Stochastic gradient descent is one of the most common iterative algorithms used in machine learning. While being computationally cheap to implement, recent literature suggests it may have implicit regularization properties that prevent over-fitting. This paper analyzes the properties of stochastic gradient descent from a theoretical standpoint to help bridge the gap between theoretical and empirical results. We specifically tackle the case of heavy-tailed noise, since recent results have shown empirically that noise due to mini-batch sampling can be non-Gaussian.
Most theoretical results either assume convexity or only provide convergence results in mean, while this paper proves convergence bounds in high probability without assuming convexity.

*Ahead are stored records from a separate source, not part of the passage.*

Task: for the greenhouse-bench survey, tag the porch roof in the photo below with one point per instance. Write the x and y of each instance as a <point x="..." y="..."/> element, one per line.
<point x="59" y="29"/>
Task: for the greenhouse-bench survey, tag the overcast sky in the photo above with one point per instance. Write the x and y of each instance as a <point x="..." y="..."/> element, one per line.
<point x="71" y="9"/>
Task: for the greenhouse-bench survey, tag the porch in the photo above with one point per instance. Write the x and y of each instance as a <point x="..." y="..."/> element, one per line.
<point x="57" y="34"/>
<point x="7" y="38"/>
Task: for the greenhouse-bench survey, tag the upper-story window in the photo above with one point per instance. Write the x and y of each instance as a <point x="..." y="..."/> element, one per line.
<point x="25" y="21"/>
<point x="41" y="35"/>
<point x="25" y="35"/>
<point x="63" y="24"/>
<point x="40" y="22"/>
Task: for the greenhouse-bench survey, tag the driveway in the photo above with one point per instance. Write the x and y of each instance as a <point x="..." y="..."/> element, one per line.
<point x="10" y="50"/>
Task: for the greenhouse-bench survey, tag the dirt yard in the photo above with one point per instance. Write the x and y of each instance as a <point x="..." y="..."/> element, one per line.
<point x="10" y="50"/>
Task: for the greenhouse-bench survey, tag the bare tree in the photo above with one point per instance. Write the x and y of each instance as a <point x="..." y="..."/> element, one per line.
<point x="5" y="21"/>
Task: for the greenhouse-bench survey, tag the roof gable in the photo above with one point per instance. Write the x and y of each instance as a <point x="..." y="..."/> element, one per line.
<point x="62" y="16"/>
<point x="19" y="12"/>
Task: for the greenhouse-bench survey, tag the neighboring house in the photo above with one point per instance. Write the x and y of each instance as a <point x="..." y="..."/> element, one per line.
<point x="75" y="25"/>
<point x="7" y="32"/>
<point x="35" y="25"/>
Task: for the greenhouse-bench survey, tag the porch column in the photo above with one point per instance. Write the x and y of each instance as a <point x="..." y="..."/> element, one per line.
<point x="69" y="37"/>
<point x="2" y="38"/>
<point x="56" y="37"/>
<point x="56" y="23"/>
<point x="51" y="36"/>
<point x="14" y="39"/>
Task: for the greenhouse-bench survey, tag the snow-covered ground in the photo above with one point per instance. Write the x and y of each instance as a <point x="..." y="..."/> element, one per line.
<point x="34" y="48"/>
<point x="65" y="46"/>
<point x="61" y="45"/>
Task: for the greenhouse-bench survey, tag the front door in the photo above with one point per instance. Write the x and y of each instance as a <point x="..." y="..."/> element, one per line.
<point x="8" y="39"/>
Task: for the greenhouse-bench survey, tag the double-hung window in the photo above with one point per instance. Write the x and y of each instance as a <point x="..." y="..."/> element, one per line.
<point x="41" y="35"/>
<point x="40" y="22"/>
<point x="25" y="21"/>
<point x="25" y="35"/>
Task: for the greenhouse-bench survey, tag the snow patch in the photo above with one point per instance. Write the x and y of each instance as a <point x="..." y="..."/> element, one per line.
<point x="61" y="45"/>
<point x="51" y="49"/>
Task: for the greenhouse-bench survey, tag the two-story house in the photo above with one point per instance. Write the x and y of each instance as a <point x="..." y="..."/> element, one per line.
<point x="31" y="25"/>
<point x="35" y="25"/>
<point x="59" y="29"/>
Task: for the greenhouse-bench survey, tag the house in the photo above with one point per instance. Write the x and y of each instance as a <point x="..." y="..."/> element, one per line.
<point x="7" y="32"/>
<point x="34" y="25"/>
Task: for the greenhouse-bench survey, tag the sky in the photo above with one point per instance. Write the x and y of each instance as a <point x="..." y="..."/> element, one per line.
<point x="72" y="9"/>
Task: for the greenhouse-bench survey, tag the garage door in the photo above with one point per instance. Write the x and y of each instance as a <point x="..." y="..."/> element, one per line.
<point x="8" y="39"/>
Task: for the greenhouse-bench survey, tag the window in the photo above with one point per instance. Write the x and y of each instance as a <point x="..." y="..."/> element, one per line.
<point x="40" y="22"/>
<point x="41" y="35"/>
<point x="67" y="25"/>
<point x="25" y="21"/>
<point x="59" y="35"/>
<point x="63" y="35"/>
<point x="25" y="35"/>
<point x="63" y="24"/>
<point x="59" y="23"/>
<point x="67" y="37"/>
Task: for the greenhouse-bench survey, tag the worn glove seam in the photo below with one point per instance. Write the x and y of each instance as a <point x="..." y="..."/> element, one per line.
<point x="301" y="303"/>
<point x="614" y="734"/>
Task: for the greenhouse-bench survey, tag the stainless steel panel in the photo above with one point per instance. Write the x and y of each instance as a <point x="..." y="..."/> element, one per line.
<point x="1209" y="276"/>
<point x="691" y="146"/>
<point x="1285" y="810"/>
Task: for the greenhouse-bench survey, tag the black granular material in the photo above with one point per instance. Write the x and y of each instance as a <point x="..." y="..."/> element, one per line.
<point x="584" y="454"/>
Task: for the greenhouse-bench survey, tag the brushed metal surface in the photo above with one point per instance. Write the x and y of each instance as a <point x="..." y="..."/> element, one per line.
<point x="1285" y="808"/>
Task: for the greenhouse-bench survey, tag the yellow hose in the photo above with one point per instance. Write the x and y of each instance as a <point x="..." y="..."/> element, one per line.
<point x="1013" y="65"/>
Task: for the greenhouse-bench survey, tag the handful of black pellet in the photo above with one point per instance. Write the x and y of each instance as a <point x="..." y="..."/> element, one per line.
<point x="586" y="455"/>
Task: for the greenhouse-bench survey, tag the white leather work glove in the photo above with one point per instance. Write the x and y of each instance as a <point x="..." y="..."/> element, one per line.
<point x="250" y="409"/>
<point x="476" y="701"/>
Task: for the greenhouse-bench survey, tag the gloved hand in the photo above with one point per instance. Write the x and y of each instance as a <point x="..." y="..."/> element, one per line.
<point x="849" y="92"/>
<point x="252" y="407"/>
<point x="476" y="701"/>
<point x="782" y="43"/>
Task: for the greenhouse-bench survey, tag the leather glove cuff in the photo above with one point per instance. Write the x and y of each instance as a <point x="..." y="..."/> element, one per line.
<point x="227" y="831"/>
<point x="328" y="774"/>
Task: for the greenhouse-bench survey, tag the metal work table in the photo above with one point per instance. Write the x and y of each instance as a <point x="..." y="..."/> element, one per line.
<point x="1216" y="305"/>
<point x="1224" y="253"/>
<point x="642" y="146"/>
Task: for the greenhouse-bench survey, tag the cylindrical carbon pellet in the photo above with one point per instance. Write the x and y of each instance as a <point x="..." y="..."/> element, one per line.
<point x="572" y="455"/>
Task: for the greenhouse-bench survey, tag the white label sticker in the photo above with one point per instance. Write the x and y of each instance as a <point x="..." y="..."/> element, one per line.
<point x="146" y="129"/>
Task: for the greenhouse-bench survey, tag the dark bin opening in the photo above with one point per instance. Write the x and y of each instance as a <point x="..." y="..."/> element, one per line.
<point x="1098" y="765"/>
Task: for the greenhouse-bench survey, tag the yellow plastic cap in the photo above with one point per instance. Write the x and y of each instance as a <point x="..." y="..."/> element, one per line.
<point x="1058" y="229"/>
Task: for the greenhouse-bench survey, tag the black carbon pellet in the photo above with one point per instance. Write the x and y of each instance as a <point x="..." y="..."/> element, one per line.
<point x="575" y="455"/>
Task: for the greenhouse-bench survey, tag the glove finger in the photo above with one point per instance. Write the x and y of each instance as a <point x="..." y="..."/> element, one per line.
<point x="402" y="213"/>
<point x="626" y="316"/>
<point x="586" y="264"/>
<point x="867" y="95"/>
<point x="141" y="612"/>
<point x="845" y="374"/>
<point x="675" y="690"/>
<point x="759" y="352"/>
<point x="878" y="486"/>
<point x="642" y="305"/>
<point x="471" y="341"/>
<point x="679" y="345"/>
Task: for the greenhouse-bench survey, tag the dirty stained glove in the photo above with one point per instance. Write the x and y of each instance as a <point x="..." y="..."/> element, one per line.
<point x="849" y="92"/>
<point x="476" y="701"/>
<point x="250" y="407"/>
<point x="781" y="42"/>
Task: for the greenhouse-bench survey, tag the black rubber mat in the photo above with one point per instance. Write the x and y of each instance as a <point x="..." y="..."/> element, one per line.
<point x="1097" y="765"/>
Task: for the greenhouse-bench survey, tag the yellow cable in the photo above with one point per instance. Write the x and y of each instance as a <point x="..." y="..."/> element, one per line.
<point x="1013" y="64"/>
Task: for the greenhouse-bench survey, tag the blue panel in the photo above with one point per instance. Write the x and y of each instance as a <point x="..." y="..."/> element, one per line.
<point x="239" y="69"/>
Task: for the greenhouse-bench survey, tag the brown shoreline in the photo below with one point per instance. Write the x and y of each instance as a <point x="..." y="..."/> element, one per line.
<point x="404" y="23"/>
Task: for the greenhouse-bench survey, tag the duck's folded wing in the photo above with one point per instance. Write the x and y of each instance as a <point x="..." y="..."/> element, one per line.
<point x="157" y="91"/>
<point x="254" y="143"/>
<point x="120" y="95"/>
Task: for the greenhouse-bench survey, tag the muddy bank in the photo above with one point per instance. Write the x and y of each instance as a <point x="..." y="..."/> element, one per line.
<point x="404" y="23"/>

By high-probability, we mean that our bounds are of the form ``with probability at least $1-\delta$, $\textrm{error}_k \le g(k,\delta)$'', for some function $g$ (decreasing in the number of iterations $k$) that depends at most polynomially on $\log(\delta^{-1})$, rather than on $\delta^{-1}$.
Assuming strong smoothness, we prove high probability convergence bounds in two settings:
(1) assuming the Polyak-Łojasiewicz inequality and norm sub-Gaussian gradient noise, and
(2) assuming norm sub-Weibull gradient noise.
In the first setting, in the setting of statistical learning, we combine our convergence bounds with existing generalization bounds based on algorithmic stability in order to bound the true risk and show that for a certain number of epochs, convergence and generalization balance in such a way that the true risk goes to the empirical minimum as the number of samples goes to infinity.
In the second setting, as an intermediate step to proving convergence, we prove a probability result of independent interest. The probability result extends Freedman-type concentration beyond the sub-exponential threshold to heavier-tailed martingale difference sequences.